Your answer, as always, depends upon your local economic and housing market conditions. Real estate is always local. To research and learn your local area, check out newspapers, online news services and industry web sites for a wealth of data that can be used to analyze your local-market trends. CNN is not local.
Five of the best local indicators to consider are:
- Inventories of for-sale homes. A large inventory of unsold homes in any area suggests a weak housing market. Excessive supply and slow sales leads to price decreases. If you’re told that your area has an inventory of 12 months, that means it would take one year for all the homes currently on the market there to be sold. Don’t forget, new homes are being listed all the time, especially in the Spring. High inventory is great for buyers, not good for sellers as they have to lower prices to compete for the qualified buyers.
- Days on the market. In a fast-paced market, great homes in desirable locations sell quickly and that demand causes prices to rise. Homes that sit on the market for weeks or even months, however, cause pricing decline. Just a few years ago, houses that were listed in desirable areas actually created bidding wars. Now, houses sit for months forcing sellers again and again to drop their asking price.
- Pending sales. An increase in pending sales, homes that are under contract but not yet closed, indicates that the pace of sales has quickened. Faster sales suggest a strengthening market which brings on higher prices.

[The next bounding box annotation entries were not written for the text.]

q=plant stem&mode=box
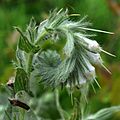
[26,53,34,92]
[55,88,65,120]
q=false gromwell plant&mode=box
[3,9,120,120]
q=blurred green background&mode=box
[0,0,120,120]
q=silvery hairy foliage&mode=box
[4,9,120,120]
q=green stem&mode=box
[26,53,34,91]
[55,88,65,120]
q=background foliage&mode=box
[0,0,120,120]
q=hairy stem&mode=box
[26,53,34,91]
[55,88,65,120]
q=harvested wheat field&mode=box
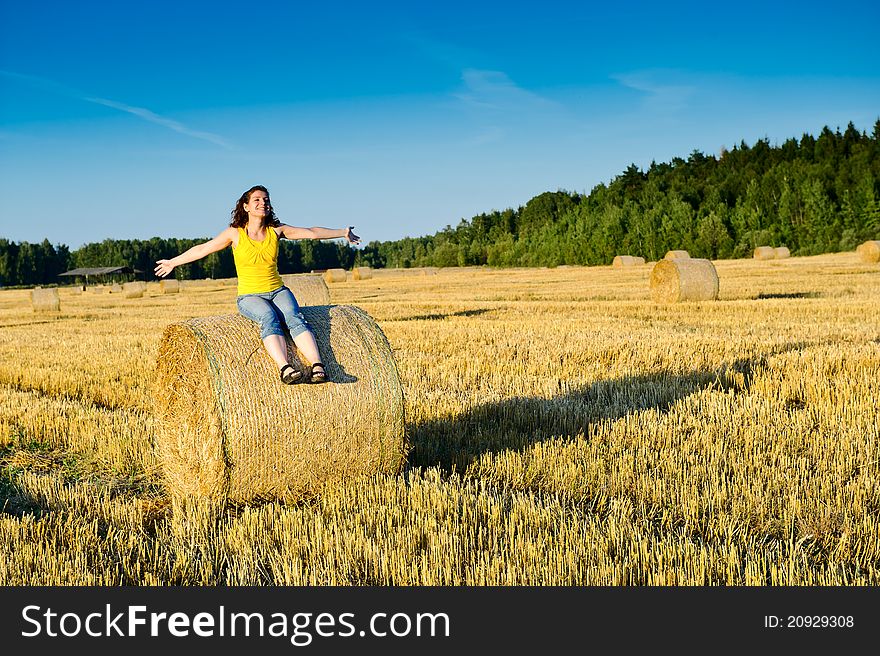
[0,253,880,586]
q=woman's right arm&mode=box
[155,228,235,278]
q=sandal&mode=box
[309,362,327,383]
[281,364,302,385]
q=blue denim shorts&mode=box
[235,285,309,339]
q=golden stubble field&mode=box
[0,253,880,585]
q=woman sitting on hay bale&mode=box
[155,185,360,385]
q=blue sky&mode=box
[0,0,880,248]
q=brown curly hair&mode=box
[229,185,281,228]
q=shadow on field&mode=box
[392,308,491,321]
[408,354,768,471]
[755,292,821,301]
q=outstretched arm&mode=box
[279,223,361,244]
[155,228,235,278]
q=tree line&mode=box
[361,120,880,267]
[0,120,880,286]
[0,237,357,286]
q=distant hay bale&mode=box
[281,273,330,307]
[651,258,718,303]
[324,269,346,283]
[155,305,407,502]
[611,255,645,267]
[856,241,880,263]
[122,281,147,298]
[159,278,180,294]
[31,287,61,312]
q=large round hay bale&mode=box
[752,246,776,260]
[651,258,718,303]
[324,269,346,283]
[159,278,180,294]
[31,287,61,312]
[281,273,330,307]
[155,305,407,502]
[611,255,645,267]
[856,241,880,262]
[122,281,147,298]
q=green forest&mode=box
[0,120,880,286]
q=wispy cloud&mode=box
[612,71,697,113]
[453,68,556,110]
[0,70,232,149]
[83,98,232,148]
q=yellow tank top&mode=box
[232,227,283,296]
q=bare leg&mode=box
[263,335,290,369]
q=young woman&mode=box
[155,185,360,385]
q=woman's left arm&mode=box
[276,223,361,244]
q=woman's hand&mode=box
[154,260,174,278]
[344,226,361,244]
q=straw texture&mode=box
[155,305,407,502]
[324,269,345,284]
[159,278,180,294]
[122,282,147,298]
[611,255,645,267]
[281,273,330,307]
[856,241,880,262]
[31,287,61,312]
[651,258,718,303]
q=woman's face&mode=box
[244,189,272,219]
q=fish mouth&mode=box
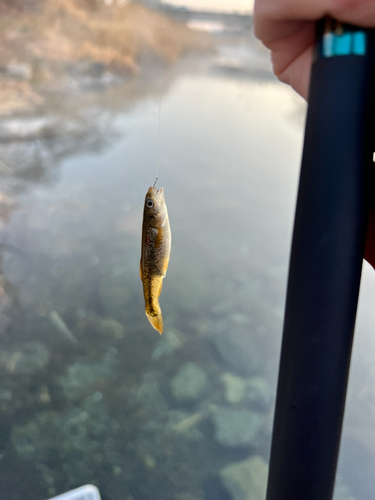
[148,186,163,196]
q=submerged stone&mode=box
[220,457,268,500]
[211,406,262,447]
[220,373,246,404]
[0,342,50,375]
[170,362,208,402]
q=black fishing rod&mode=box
[267,19,375,500]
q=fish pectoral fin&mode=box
[157,279,163,297]
[146,311,163,335]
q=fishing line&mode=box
[155,2,165,184]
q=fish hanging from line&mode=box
[141,179,172,334]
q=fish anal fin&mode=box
[146,312,163,335]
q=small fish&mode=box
[141,184,172,334]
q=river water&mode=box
[0,25,375,500]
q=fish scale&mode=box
[140,187,172,334]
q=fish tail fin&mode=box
[146,311,163,335]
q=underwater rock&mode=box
[220,373,246,404]
[170,362,208,402]
[245,377,274,410]
[152,330,185,360]
[211,405,262,448]
[212,321,260,376]
[48,311,77,344]
[135,370,168,414]
[59,347,117,399]
[0,342,50,375]
[11,396,119,486]
[166,410,206,441]
[220,372,273,411]
[98,318,125,340]
[220,456,268,500]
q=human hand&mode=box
[254,0,375,99]
[254,0,375,268]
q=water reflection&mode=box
[0,23,374,500]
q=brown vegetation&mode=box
[0,0,211,74]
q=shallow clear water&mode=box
[0,35,375,500]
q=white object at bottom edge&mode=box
[49,484,101,500]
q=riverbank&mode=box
[0,0,214,116]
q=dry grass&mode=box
[0,0,212,74]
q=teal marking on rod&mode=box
[333,33,352,56]
[323,33,333,57]
[322,31,367,57]
[353,31,367,56]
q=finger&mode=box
[254,0,375,44]
[269,22,315,99]
[365,208,375,268]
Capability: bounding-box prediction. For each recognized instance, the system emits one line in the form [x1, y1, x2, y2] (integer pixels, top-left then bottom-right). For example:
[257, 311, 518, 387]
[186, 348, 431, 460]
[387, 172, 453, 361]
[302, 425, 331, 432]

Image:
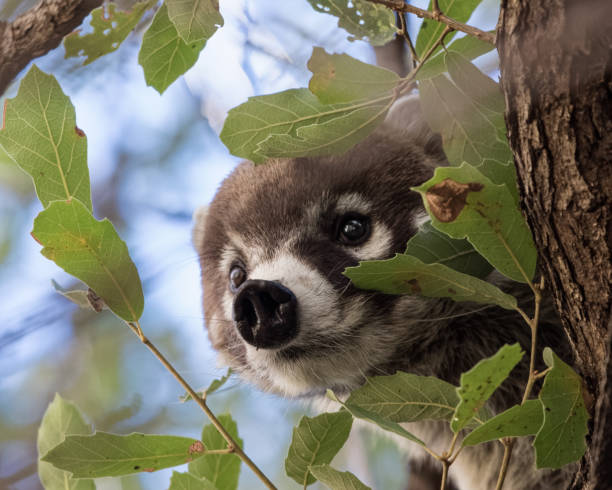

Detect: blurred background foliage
[0, 0, 497, 490]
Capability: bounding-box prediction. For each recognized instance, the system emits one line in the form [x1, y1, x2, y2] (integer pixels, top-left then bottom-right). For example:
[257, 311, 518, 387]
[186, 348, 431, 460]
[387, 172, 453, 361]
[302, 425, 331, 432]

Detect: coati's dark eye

- Builders’ concessions. Builders tend to offer price discounts, free upgrades, gifts and interest rate buy-downs to bring in buyers when the market is weak. A lack of concessions suggests builders have sold off their inventory. That reduces the number of available homes and contributes to market price stabilization.
- Apartment rents. Rising rents suggest an increase in tenants and a decrease in rental vacancies. Cheaper homes and lower interest rates combined with rent increases would lead more renters to buy a home rather than rent. In today’s market with many people losing homes to foreclosure and short sales, the number of tenants is increasing, vacancies are decreasing and rents are on the rise.

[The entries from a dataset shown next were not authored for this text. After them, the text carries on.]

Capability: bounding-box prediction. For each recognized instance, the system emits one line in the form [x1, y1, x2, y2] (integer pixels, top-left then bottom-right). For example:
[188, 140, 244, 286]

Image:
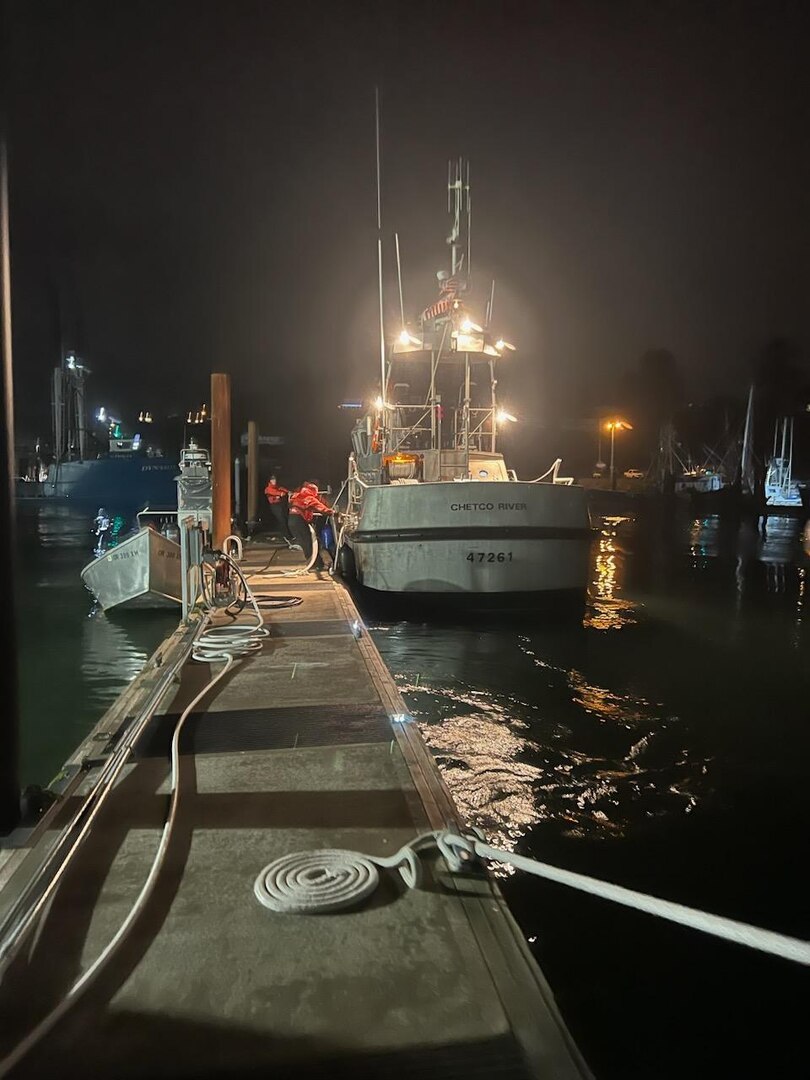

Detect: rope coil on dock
[253, 850, 380, 914]
[254, 829, 810, 966]
[253, 833, 435, 915]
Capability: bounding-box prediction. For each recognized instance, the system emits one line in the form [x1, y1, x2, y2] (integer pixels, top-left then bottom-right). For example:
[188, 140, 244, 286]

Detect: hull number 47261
[467, 551, 512, 563]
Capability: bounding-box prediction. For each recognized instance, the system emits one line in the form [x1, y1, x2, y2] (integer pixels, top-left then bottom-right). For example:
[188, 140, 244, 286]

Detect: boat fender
[222, 532, 242, 563]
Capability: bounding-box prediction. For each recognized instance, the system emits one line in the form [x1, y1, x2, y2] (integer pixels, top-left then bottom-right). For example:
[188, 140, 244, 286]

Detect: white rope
[253, 833, 436, 915]
[0, 555, 269, 1078]
[254, 832, 810, 964]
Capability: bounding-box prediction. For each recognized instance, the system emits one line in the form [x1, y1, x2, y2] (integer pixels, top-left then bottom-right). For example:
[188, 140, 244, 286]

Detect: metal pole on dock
[211, 373, 231, 549]
[246, 420, 259, 530]
[0, 130, 19, 834]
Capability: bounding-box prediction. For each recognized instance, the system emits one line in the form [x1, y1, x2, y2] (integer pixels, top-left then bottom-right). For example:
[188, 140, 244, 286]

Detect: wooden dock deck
[0, 544, 590, 1080]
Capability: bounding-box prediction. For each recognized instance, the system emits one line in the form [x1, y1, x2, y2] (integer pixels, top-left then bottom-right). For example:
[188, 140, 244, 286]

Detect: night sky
[4, 0, 810, 478]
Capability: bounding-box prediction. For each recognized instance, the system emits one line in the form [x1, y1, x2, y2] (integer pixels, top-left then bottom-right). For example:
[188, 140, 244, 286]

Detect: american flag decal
[422, 297, 453, 322]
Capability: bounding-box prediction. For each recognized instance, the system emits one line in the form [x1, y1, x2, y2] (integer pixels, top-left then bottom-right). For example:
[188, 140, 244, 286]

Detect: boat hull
[346, 482, 592, 597]
[81, 528, 181, 611]
[42, 456, 177, 507]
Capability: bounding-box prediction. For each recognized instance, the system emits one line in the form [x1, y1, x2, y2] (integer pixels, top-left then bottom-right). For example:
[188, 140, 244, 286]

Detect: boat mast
[740, 383, 754, 495]
[0, 128, 19, 835]
[374, 86, 387, 434]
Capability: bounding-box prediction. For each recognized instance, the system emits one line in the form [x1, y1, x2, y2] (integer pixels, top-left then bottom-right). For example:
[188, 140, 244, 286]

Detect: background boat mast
[374, 86, 387, 419]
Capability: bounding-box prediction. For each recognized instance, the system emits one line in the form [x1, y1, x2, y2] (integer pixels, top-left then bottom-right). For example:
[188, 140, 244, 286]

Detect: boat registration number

Our declining real estate market offers excellent opportunities to buy properties at great discounts. There is, however, the continued risk that prices may fall further. Should you buy now or wait to see if sellers are forced to lower prices even more in the future? Well, obviously there’s no crystal ball to predict but the above list gives some realistic signs to consider.
We now see a large inventory of homes, too many days on the market, not a lot of pending sales, and an increase in tenants. Are we at the bottom? We’re certainly near it. How long will it last? I don’t know how long it will last but indications are that it will be with us for quite a while. My guess is another 3 to 5 years. The first sign that the housing market is going to turn around will be an increase in the job market. How far away is that?
Pay attention to the signs, adjust accordingly, have all the facts you can before you buy or sell and let me know your experience.